ANISE OIL PEPPERNUTS 
2 1/2 lbs. dark Karo syrup
4 eggs
1/2 lb. butter
3 tsp. baking soda
1 tsp. genuine anise oil
1/2 tsp. cinnamon
1/2 tsp. ginger
1 lb. sugar
5 lbs. flour
1/2 lb. lard
1/2 c. sour cream
1 lb. chopped nuts
1/2 tsp. cloves

Bring syrup, sugar, butter and lard to a boil. Cool, combine sour cream and soda, eggs, flour and anise oil. Let dough stand overnight. Form into rolls, cut and bake. (Althea recommends placing the rolls on sheets of waxed paper and freezing until you are ready to proceed and then dipping your knife in cornstarch as you cut them so the dough will not stick to your knife. It is not necessary to turn the peppernuts over after cutting. They needn't be separated by very much. This is a large recipe, enough for all the grandchildren.)

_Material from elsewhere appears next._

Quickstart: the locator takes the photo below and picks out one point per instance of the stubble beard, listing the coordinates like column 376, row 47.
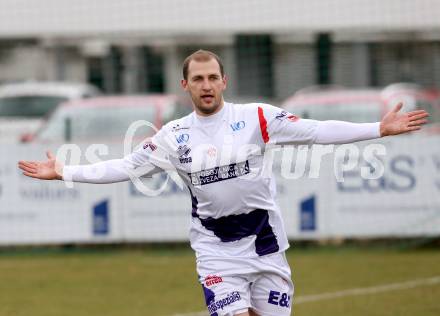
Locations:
column 207, row 110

Bake in a 350 degree oven for about 9 minutes. The following additional spices may be added:

2 tsp. cardamom (ground)
1 tsp. anise seed (instead of oil)
1/3 tsp. nutmeg
2 tsp. salt
2 tsp. black pepper
1 1/2 tsp. cinnamon
No ginger

The size of the peppernuts depends on the width of the roll.